Saylin Ong, president of the group, said the activities were planned in support of the Project: FIN's campaign — a Singaporean marine conservation group — to educate the public about the plight of sharks in the world today.
“Our aim is to inform the NUS population on the reality behind the sharks' fin trade and the endangered status of sharks,” he said.
NUS PEACE, which stands for People Ending Animal Cruelty and Exploitation, is a student animal welfare interest group.
According to figures provided by Project: FIN, up to 73 million sharks are killed every year. As a result, the shark population has plummeted by more than 80 percent in the past 50 years.
To call attention to the plight of these marine animals, the student club collaborated with Project: FIN to organise a road show and two movie screenings at NUS.
The founder of Project: FIN, Jennifer Lee, spoke to the audience about the important role sharks played in the marine ecosystem and the environmental damage caused by the trade and consumption of shark’s fin, at both movie screenings.
“Sharks reproduce slower than most other fishes. They mature late, have long gestation periods, and have few young. The trade is unsustainable,” she said.
According to the Discovery Channel website, almost 70 percent of sharks give birth to their young following a gestation period where the embryo develops inside the female. This duration is about two years long for sharks, compared to a few months for most other mammals.
To educate students about these facts and the shark’s fin trade, members from NUS PEACE spoke to passers-by and handed out fliers at the road show outside Central Library.
The student club estimated that the road show and movie screenings, which were held on Jan. 18 and 19, attracted an audience of 300 and 80 respectively.
Michelle Chong, a fourth-year sociology major, was one of the students who attended both the movie screening and the road show.
“I was really shocked by the truth behind such a traditional Chinese dish,” she said. “I eat it every Chinese New Year without realising the repercussions. Now I know how this may cause the sharks to become extinct.”
Rajasekhar Bala, associate professor of Environmental Science at NUS, said the shark’s fin campaign has helped to spread awareness among students but he was not sure of the long-term impact it would have.
“This shark’s fin campaign on campus is a good start but the change in mindset remains the biggest challenge.

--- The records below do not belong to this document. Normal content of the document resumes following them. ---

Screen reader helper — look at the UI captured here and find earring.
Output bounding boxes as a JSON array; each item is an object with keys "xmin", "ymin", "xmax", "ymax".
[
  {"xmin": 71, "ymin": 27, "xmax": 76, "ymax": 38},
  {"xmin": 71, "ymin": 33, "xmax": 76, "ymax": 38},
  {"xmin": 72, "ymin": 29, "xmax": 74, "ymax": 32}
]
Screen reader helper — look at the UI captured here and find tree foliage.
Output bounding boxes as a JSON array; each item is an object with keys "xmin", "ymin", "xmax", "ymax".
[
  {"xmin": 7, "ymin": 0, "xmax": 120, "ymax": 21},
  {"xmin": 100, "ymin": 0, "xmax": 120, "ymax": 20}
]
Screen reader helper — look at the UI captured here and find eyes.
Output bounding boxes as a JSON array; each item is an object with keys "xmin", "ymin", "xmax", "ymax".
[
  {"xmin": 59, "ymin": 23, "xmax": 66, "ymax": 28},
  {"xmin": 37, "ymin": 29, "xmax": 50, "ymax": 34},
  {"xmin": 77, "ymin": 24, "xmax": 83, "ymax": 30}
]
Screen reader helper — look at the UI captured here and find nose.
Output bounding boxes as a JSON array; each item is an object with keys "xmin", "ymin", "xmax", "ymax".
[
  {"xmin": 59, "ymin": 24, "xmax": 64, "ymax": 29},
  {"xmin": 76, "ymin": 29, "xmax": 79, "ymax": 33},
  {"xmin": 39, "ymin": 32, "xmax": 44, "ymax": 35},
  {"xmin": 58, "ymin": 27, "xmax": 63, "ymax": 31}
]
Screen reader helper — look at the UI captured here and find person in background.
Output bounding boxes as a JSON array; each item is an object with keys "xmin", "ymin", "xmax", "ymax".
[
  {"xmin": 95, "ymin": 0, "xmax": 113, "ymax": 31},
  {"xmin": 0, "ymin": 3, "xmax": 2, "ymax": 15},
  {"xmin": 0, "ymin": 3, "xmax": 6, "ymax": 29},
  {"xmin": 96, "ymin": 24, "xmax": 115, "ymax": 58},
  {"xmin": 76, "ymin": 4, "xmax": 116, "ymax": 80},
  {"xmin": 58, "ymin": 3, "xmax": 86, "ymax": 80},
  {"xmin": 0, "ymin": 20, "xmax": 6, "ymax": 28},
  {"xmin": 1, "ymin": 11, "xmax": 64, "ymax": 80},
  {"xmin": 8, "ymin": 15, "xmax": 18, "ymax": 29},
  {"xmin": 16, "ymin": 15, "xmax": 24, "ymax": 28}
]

The dish still remains popular among Singaporean Chinese during weddings and festive occasions,” he said.
According to the World Wildlife Fund Singapore website, Singapore has the second highest trading volume in shark’s fin after Hong Kong.
In the past few months, however, there have been efforts by major retailers in Singapore, such as Cold Storage, FairPrice and Carrefour, to remove the dish from their inventory.
The move against consuming shark’s fin has also spread globally, with the birth of organisations such as Shark Rescue in the United States and the Hong Kong Shark Foundation.
Project: FIN’s founder, Jennifer Lee, acknowledged the increasing awareness regarding shark’s fin consumption, especially among the future generations.
“Awareness is growing — we are building a global momentum and a future generation of people who will prioritise sustainability over culture. As we progress with time, we need to question if serving shark's fin is a show of wealth, or a show of nonchalance towards sustainability,” she said.